A non-volatile equivalent of the charge-pump adaptive element used in Figure 5, which does not require dynamic refresh, is described in [9]. Correspondingly, a non-volatile learning cell performing stochastic error descent can be obtained by substitution of the core adaptive element in Figure 5. The non-volatile solution is especially attractive if long-term storage is a more pressing concern than speed of adaptation and flexibility of programming.
The examples shown demonstrate that computational primitives of adaptation, learning, and associated storage are naturally implemented in analog VLSI. The adaptation allows to compensate for inaccuracies in the physical analog VLSI implementation, besides uncertainties and fluctuations in the system under optimization.
Adaptive algorithms based on physical observation of the ``performance" gradient in the parameter space are better suited for robust analog VLSI implementation than are algorithms based on a calculated gradient.
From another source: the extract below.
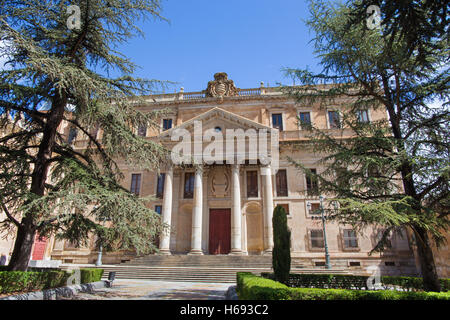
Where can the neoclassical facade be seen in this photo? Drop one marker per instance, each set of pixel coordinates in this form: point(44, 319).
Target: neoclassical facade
point(220, 207)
Still, care should be taken to avoid inaccuracies in the implementation of the adaptive element. Nevertheless, this can be easily achieved by ensuring the right polarity, rather than amplitude, of the parameter update increments.
The examples have been drawn from applications of supervised learning, where a teacher training signal is continuously available in the form of target outputs. The model-free approach can be extended to more general ``training-free" learning schemes, such as reward/punishment driven reinforcement learning [8].